Transcript

Martin Upton
Financial planning is a process. It goes through different stages. In this course you look at one way of describing this staged financial process. It is a 'model' or, to put it another way, a simplification designed to help clarify a more complex process.
Stage 1 - Assess the situation
This involves clarifying and prioritising goals, working out constraints and resources, finding out relevant information and perhaps seeking out well-informed advice.
Stage 2 - Decide on a financial plan
This entails working out possible actions to take or changes to make, such as deciding on which type of financial product or service might be required to achieve a particular goal, or setting a budget to adjust income and/or expenditure.
Stage 3 - Act on the financial plan
This means acting on what has been decided: for example, making the planned changes to income and/or expenditure; shopping around and selecting which financial product is the best buy, given needs and constraints (such as a specific savings account or a specific insurance policy).
Stage 4 - Review the plan
This involves regularly reviewing the outcome of the action and taking into account recent changes or events - is your financial plan still the best option? Does further advice need to be sought?
Perhaps moving into a new cycle of financial planning is necessary.

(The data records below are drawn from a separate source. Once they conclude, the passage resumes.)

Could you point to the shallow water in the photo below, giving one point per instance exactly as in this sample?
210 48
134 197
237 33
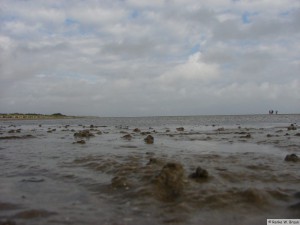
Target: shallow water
48 178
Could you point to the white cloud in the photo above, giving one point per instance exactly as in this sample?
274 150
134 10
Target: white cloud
149 57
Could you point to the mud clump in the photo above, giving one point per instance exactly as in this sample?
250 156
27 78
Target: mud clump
149 139
292 127
246 136
127 137
199 174
31 214
137 130
83 134
292 158
180 128
169 183
120 182
79 142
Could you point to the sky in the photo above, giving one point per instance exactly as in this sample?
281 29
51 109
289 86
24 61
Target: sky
149 58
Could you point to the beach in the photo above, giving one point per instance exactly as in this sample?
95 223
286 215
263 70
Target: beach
150 170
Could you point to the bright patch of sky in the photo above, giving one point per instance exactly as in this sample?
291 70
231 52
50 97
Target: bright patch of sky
140 57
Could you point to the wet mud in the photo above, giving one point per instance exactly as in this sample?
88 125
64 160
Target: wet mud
153 174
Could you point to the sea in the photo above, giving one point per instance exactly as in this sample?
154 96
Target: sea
232 169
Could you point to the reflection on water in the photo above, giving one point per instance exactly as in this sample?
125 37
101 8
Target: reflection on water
48 176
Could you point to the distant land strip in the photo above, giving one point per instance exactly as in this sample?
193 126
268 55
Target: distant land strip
32 116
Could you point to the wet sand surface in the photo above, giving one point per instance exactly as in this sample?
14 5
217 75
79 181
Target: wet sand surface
194 170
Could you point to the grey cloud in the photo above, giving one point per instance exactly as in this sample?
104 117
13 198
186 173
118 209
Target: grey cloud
115 58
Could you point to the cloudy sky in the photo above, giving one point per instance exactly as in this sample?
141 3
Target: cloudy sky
147 58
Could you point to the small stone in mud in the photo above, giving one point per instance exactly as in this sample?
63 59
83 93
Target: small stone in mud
292 127
246 136
83 134
170 181
180 129
79 142
149 139
199 173
292 158
137 130
155 161
127 137
31 214
119 182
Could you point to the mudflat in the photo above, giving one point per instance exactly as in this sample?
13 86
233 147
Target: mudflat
152 170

The financial planning model shows each stage in the planning process and how each one - assessing, deciding, acting, reviewing - leads into the next stage. Planning is a continuous process over time, with one complete sequence through the four stages leading naturally into another such sequence. This demonstrates that financial planning is not a one-off matter but an ongoing process over time. Financial plans need to respond and think ahead to the different stages in a person's life course, and also to take into account possible future events.

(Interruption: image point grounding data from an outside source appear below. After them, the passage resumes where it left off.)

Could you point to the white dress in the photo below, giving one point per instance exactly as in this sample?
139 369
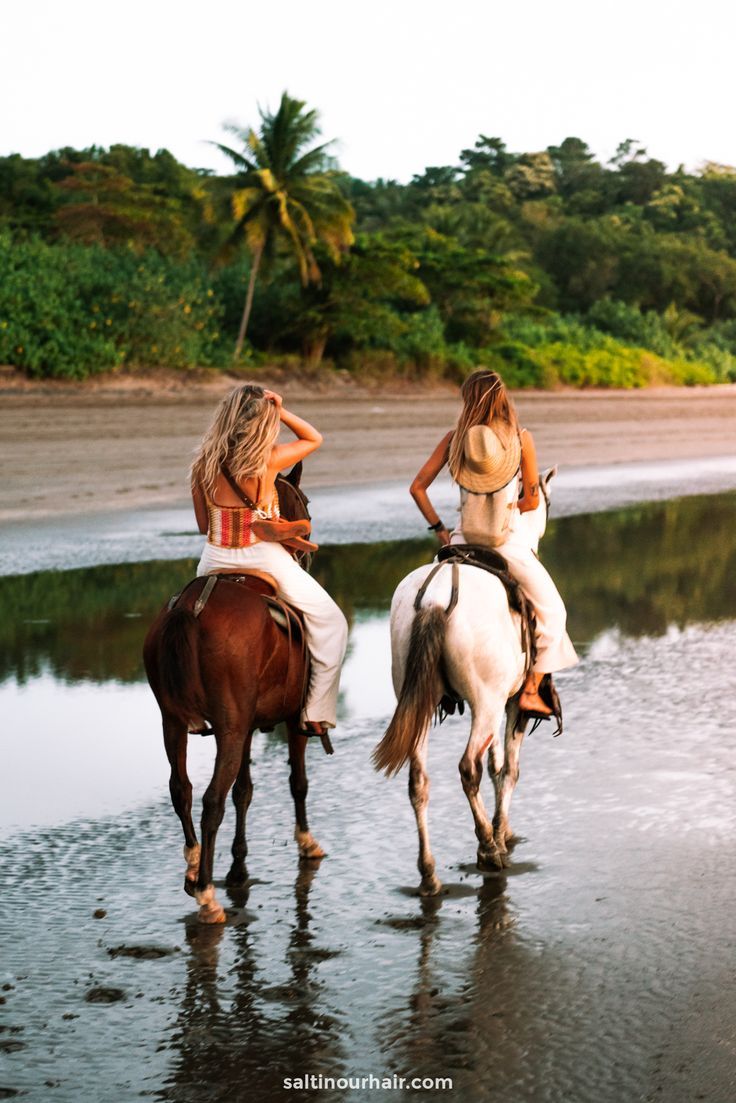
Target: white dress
554 648
326 627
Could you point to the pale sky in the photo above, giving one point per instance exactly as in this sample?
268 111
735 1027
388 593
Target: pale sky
402 84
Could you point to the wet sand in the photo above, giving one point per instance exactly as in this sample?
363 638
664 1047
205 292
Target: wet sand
597 968
68 452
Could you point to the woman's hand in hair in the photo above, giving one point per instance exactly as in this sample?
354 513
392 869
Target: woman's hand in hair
273 397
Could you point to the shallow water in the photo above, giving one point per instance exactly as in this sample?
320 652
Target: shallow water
598 967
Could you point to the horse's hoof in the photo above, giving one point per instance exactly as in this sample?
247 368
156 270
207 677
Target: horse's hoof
210 910
430 886
309 848
311 853
211 914
491 858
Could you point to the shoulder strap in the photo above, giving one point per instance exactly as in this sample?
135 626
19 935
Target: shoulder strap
236 490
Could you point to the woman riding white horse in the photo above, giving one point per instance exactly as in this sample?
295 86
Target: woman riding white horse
477 650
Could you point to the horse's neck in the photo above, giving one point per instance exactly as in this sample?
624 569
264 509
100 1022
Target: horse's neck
531 525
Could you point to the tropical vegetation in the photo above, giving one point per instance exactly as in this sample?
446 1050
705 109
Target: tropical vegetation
548 265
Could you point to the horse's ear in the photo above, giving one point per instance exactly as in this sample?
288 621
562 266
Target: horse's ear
295 474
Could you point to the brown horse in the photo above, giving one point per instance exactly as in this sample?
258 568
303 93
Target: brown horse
234 667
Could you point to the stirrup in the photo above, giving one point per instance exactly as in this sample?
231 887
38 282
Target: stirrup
206 730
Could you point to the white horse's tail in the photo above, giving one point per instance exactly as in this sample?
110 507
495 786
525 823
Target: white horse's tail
417 698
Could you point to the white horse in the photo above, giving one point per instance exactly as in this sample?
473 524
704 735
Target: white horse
477 652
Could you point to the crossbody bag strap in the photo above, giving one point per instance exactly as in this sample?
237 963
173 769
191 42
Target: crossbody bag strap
236 490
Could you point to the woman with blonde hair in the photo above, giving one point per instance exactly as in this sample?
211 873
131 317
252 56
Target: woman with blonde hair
233 484
489 454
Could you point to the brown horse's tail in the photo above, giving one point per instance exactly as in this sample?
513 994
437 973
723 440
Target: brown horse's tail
180 679
416 700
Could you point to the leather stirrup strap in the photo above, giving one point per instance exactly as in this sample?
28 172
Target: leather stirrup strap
204 595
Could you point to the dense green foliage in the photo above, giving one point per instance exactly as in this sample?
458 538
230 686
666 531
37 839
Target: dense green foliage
550 266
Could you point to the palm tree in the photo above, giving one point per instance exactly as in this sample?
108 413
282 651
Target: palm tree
286 193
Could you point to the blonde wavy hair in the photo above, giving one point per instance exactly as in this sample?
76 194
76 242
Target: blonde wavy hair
484 402
242 435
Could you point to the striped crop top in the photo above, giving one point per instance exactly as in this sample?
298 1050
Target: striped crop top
230 525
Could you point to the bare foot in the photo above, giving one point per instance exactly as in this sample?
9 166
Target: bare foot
315 728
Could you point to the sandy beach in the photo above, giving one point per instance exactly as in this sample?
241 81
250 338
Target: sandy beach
109 447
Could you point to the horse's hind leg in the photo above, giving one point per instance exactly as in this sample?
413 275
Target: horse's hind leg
419 798
180 786
483 732
227 764
242 798
504 780
309 848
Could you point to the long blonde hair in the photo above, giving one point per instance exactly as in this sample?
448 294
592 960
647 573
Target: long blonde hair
242 435
484 400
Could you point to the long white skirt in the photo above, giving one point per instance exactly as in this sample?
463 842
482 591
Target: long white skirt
327 628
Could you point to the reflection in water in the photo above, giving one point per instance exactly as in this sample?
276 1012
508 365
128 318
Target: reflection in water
586 971
638 569
249 1031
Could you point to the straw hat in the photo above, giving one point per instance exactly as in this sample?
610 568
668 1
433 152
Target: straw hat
490 458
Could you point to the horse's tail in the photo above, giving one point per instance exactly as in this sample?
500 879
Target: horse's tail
416 700
180 679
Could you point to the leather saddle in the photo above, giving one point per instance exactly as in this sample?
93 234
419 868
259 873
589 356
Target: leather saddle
285 616
489 559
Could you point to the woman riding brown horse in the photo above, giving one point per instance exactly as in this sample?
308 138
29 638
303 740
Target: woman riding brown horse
226 661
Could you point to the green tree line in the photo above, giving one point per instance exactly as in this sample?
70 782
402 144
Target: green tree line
550 266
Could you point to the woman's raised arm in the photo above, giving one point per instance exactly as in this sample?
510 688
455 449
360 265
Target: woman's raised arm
424 479
309 438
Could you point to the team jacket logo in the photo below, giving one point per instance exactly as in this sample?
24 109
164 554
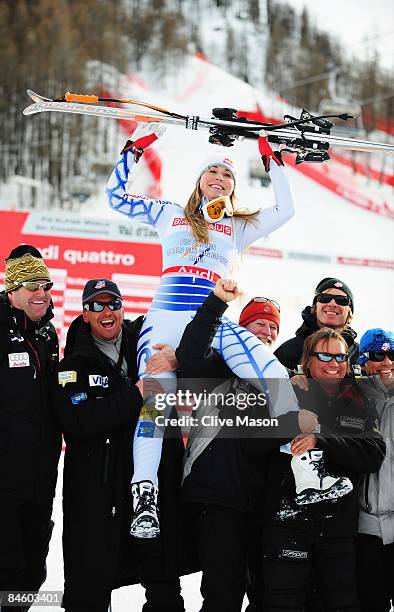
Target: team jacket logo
18 360
294 554
78 398
215 227
66 376
96 380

You've seen how goals need to be clarified and prioritised: this is part of Stage 1. You've also seen, in Stage 2, how deciding on a financial plan aims to fulfil the goals, given the constraints.
Stage 3 entails acting on the financial plan; there's little point in devising brilliant financial plans if they're not actually acted upon! This stage might involve shopping around for best buys of specific financial products.

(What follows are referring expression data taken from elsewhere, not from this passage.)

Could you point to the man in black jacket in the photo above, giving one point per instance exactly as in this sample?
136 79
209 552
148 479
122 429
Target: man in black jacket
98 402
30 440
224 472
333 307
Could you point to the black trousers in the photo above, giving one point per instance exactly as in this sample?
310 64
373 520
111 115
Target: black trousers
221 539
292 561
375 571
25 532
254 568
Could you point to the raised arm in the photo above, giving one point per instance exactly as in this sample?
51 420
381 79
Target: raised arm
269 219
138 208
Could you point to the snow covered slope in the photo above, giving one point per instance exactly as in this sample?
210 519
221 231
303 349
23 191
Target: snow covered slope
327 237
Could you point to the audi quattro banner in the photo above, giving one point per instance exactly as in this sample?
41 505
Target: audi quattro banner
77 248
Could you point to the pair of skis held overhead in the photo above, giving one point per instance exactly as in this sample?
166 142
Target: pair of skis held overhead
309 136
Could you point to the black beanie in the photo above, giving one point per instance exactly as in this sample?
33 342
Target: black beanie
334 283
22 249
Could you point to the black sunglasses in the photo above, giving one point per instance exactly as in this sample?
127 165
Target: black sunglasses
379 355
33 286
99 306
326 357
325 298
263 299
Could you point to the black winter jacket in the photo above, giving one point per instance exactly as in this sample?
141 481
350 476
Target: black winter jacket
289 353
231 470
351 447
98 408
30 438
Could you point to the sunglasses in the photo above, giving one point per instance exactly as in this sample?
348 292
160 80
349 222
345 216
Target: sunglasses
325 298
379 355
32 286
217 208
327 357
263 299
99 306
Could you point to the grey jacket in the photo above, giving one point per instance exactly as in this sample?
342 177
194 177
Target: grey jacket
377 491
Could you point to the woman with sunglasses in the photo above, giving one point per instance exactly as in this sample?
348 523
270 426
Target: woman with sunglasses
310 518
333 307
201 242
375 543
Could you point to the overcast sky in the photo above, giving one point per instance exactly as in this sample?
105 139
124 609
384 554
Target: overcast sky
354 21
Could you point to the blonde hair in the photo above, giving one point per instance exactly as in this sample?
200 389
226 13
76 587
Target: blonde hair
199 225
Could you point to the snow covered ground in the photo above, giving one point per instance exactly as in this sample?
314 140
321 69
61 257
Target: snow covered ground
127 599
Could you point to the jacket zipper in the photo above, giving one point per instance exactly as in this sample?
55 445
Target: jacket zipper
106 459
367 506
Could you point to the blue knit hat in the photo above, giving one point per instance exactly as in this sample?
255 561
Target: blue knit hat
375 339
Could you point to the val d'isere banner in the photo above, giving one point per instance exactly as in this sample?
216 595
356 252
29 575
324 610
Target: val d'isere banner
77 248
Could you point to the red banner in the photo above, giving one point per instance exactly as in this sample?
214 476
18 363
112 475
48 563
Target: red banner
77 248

Stage 4 is the important one of reviewing the outcome and checking progress in the light of changing circumstances. This, in turn, may lead to another round of financial planning.
There may well be some to-ing and fro-ing between the stages. Financial plans are worked out on the basis of existing goals, but some goals may have to be revised in view of the financial plans that they turn out to require. Someone might have a goal of climbing Everest, but then they learn that the financial plan required to do it is too demanding, and so the goal is revised. Alternatively, perhaps, a financial plan has to be revised when more information is acquired about the actual financial products available. In reality, the lines dividing the separate stages of the financial planning process may be blurred. But not withstanding this, these stages of the four golden rules of effective personal financial management.